TORONTO (AP) — William Nylander broke a tie at 1:06 of the third period and the Toronto Maple Leafs beat the Montreal Canadiens 2-1 Wednesday night in the opener for both teams.
Toronto won in front of over 18,000 masked and fully vaccinated fans in Scotiabank Arena’s first regular-season crowd since March 10, 2020. Jack Campbell made 31 saves for Toronto, allowing only Jonathan Drouin’s first-period goal.
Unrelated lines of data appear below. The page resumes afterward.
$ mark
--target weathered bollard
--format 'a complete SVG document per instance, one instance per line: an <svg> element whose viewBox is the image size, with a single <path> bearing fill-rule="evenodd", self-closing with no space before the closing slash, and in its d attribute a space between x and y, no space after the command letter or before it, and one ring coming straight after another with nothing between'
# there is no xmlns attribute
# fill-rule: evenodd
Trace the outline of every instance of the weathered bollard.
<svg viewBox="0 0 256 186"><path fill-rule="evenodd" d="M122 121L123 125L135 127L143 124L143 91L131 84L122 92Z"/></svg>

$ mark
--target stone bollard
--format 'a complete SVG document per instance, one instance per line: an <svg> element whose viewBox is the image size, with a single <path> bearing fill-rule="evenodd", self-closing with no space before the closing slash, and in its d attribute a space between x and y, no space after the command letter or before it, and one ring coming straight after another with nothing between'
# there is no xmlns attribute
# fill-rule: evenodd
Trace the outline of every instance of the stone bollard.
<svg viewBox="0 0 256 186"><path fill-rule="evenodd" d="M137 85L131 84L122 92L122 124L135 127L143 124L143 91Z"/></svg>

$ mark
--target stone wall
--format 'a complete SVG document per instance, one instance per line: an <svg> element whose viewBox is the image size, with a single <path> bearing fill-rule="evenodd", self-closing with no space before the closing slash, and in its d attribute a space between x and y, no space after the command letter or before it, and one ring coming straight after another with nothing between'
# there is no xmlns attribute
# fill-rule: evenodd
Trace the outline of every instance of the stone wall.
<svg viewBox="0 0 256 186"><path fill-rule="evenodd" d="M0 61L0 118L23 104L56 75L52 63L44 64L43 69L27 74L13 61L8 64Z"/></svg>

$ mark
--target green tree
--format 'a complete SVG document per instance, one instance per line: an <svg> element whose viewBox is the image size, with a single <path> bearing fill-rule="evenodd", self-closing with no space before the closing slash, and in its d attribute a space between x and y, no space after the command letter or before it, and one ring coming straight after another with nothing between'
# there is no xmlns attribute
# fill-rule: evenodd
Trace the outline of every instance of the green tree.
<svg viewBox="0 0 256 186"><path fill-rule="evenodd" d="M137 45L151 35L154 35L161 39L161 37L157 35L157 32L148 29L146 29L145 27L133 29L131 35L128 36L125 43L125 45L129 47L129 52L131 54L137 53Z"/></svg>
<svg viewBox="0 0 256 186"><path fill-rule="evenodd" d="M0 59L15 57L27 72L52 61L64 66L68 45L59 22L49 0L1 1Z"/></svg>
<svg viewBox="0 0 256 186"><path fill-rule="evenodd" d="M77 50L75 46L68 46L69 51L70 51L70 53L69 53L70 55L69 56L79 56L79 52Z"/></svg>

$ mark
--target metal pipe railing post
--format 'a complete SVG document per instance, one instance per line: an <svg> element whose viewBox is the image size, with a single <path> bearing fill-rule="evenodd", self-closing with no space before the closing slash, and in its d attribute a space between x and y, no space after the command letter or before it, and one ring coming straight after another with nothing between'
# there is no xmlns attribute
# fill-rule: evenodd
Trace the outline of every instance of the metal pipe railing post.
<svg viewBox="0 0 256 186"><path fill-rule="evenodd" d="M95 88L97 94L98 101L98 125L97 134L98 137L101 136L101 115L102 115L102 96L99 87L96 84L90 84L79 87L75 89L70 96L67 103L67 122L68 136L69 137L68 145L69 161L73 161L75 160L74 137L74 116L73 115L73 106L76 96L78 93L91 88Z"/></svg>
Pierre Engvall tied it on a power play midway through the second. Toronto star Auston Matthews, the NHL leader with 41 goals in 52 games last season, sat out because of a wrist injury that hasn’t fully healed from surgery.
In other ice action:
— Bowen Byram scored his first NHL goal and added an assist to lead the short-handed Colorado Avalanche to a 4-2 win over the Chicago Blackhawks. Nazem Kadri and Gabriel Landeskog each had a goal and an assist for Colorado, which played without star center Nathan MacKinnon and head coach Jared Bednar. Both are in the COVID-19 protocol and away from the team.
— Kyle Turris scored the shootout winner and the Edmonton Oilers beat the Vancouver Canucks 3-2 on Wednesday night in the season opener for both teams. Jesse Puljujarvi and Zach Hyman scored in regulation for the Oilers, who squandered a late lead. Edmonton also got a pair of assists from Connor McDavid. Mike Smith finished with 36 saves. Oliver Ekman-Larsson and Quinn Hughes scored for the Canucks. Thatcher Demko made 32 saves.
— Mason McTavish became the youngest player in Anaheim history to score a goal as the Ducks opened the season with a 4-1 victory over the Winnipeg Jets. The 18-year-old McTavish — the third overall pick in this year’s NHL draft — put in a loose puck 13:20 into the first period to give Anaheim a 2-0 lead. Jets goalie Connor Hellebuyck made a pad save on a shot by Isac Lundestrom, but McTavish gathered in the rebound. Adam Henrique, Kevin Shattenkirk and Rickard Rakell also scored for Anaheim.
— The Washington Capitals made a season-opening 5-1 victory against the division-rival New York Rangers memorable Wednesday night for Alex Ovechkin’s 731st and 732nd goals and Hendrix Lapierre’s first. Ovechkin scored twice to pass Marcel Dionne for sole possession of fifth place on the NHL goals list, putting him a couple of steps closer to Wayne Gretzky’s record that had long seemed unbreakable. Ovechkin, one game into a new five-year contract to chase the mark, needs 163 goals to pass Gretzky.